Time-lapse fluorescence as an imaging modality for effective surgical tumor removal

In the surgical treatment of cancer, it is important to distinguish tumors from healthy tissue. Fluorescent markers can help do this by enhancing the contrast of tumors during surgery. Some markers show a phenomenon called “delayed fluorescence” (DF), which is based on the detection of “hypoxia” (or low oxygen concentration), a condition often seen in tumors.

Real-time hypoxia imaging can provide high contrast between tumors and healthy cells. This can allow surgeons to remove a tumor effectively. However, real-time imaging of hypoxia for surgical monitoring has not yet been achieved.

In a new study published in Journal of Biomedical Optics (JBO), researchers proposed an optical imaging system that enables real-time imaging of tissue oxygen concentrations in tumors with chronic or transient hypoxia. The team achieved this by using an endogenous molecule called protoporphyrin IX (PpIX), which exhibits DF in the red to near-infrared region.

“It is a truly unique reporter of the local partial pressure of oxygen in tissues.

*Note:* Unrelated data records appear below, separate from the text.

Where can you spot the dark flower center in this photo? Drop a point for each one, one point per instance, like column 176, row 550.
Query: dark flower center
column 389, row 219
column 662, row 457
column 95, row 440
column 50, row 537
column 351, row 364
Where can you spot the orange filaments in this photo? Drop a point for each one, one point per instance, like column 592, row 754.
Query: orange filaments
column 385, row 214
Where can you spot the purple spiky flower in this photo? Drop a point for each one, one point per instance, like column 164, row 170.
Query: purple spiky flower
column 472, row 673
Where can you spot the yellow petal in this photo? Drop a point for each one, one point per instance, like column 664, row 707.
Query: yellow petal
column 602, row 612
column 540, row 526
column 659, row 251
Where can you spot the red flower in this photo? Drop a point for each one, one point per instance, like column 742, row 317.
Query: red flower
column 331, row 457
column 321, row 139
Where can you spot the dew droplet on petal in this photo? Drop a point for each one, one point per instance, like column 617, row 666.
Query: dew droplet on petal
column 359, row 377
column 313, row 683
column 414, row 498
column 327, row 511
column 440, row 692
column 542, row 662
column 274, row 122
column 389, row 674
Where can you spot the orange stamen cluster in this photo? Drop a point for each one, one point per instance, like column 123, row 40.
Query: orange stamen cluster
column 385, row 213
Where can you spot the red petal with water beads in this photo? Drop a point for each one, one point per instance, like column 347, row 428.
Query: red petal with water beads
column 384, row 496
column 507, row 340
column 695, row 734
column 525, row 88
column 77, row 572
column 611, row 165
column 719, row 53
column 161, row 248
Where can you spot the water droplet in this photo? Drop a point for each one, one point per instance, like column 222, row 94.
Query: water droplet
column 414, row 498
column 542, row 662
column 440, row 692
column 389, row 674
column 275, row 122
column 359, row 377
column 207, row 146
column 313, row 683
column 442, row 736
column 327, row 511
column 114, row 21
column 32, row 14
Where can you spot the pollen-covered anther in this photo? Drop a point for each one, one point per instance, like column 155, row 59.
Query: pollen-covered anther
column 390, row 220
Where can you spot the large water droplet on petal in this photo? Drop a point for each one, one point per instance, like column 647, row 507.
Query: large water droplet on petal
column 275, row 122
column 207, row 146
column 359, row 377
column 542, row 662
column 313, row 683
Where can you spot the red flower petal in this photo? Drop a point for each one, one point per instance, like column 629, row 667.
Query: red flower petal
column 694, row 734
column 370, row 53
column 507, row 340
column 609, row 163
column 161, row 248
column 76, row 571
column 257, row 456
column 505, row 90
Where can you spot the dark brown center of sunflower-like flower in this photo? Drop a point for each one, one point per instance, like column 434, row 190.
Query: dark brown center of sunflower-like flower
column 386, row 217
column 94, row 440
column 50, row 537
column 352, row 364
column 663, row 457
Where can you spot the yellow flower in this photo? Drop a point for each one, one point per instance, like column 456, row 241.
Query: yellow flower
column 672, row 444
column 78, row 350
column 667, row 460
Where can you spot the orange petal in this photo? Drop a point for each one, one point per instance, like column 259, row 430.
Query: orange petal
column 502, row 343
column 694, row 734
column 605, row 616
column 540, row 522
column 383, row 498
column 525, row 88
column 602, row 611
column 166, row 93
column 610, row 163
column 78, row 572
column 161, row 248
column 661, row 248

PpIX is endogenously synthesized by mitochondria in most tissues, and the special emission property of DF is directly related to the low concentration of oxygen in the microenvironment,” explains Brian Pogue, Chair of the Department of Medical Physics at the University of Wisconsin-Madison. is an adjunct professor of engineering at Dartmouth College and senior author of the study. “Healthy cells show little to no DF because it is quenched in the presence of molecular oxygen.”

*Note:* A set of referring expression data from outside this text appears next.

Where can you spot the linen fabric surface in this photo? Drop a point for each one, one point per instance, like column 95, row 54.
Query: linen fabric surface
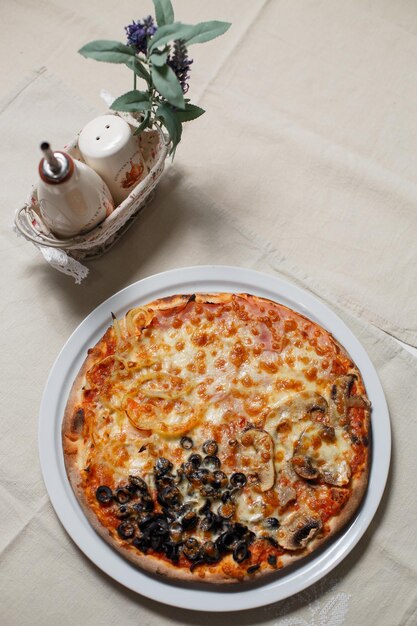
column 302, row 167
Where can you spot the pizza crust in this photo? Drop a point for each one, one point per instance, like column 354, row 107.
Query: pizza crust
column 215, row 573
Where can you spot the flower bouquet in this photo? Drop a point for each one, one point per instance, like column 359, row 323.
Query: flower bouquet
column 157, row 53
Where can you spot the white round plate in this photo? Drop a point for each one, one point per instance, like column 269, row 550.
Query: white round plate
column 195, row 596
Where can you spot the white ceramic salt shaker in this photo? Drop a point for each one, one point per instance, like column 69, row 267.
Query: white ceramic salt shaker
column 109, row 147
column 73, row 199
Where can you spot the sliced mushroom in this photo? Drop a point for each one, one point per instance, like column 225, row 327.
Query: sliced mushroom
column 300, row 405
column 341, row 400
column 284, row 489
column 304, row 467
column 319, row 453
column 261, row 444
column 337, row 474
column 298, row 529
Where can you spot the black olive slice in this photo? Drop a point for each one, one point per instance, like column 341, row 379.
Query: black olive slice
column 207, row 522
column 226, row 541
column 226, row 496
column 122, row 495
column 210, row 447
column 186, row 443
column 195, row 460
column 162, row 466
column 189, row 520
column 169, row 496
column 271, row 522
column 145, row 503
column 138, row 483
column 104, row 494
column 213, row 462
column 210, row 551
column 176, row 532
column 199, row 476
column 196, row 564
column 205, row 508
column 238, row 480
column 219, row 479
column 171, row 550
column 241, row 552
column 191, row 548
column 227, row 510
column 126, row 510
column 142, row 544
column 208, row 491
column 145, row 521
column 126, row 530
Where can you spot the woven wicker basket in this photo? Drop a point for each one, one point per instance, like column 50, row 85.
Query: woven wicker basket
column 29, row 222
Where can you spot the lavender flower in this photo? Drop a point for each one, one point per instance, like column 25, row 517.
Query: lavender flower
column 139, row 32
column 180, row 63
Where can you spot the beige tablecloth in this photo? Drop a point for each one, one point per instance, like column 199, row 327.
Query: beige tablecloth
column 304, row 167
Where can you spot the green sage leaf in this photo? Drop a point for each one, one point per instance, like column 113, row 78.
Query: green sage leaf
column 140, row 70
column 143, row 124
column 167, row 33
column 167, row 83
column 205, row 31
column 171, row 123
column 159, row 58
column 191, row 112
column 164, row 12
column 132, row 101
column 107, row 51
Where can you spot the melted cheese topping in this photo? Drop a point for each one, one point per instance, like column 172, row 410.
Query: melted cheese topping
column 254, row 376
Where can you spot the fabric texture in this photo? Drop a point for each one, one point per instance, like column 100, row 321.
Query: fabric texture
column 302, row 167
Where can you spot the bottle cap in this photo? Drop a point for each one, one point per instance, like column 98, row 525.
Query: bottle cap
column 55, row 167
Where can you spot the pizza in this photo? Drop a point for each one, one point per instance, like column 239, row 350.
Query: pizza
column 217, row 437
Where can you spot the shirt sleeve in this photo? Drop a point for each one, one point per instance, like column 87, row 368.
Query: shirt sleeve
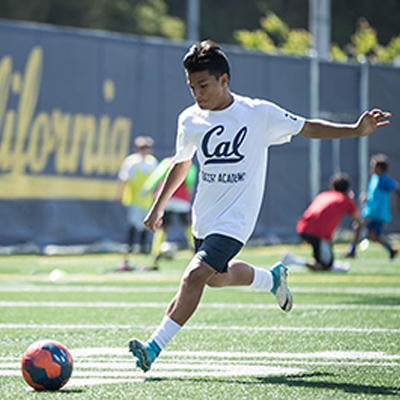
column 282, row 125
column 388, row 183
column 123, row 173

The technical challenge in the detection of DF due to its low intensity; background noise makes detection difficult without a single photon detector.

The team overcame this problem with a highly sensitive, time-controlled imaging system that allows signal detection only in a defined time window. This significantly reduces background noise and allows direct display of wide-field partial pressure of oxygen (pO₂) varies with the received DF signal. The result is real-time metabolic information, a useful map for surgical guidance.

Lead author Arthur Pettuso, a doctoral candidate in engineering at Dartmouth College, explains that “acquiring both instantaneous and delayed fluorescence in a rapid sequential cycle allowed us to image oxygen levels in a manner independent of PpIX concentration’.

Petusseau’s team demonstrated the effectiveness of their technique using mouse models of pancreatic cancer that exhibited hypoxic tumor growth. The DF signal obtained from the cancer cells was more than five times stronger than that from the surrounding healthy, oxygenated tissue. Signal contrast was further enhanced by tissue palpation prior to imaging to further enhance transient hypoxia.

According to Frédéric LeBlond, a professor of engineering physics at the Polytechnic of Montreal and associate editor of JBO, “The results reported by Pettuso’s team suggest hypoxia imaging as an effective approach to tumor identification in cancer treatment. The detection of PpIX DF uses a known clinical dye and an already validated human marker, with great potential for surgical monitoring and more.”

Petusseau notes that the image of pO₂ in tissues may also allow control of tissue metabolism. This, in turn, will help us better understand biochemistry oxygen supply and consumption.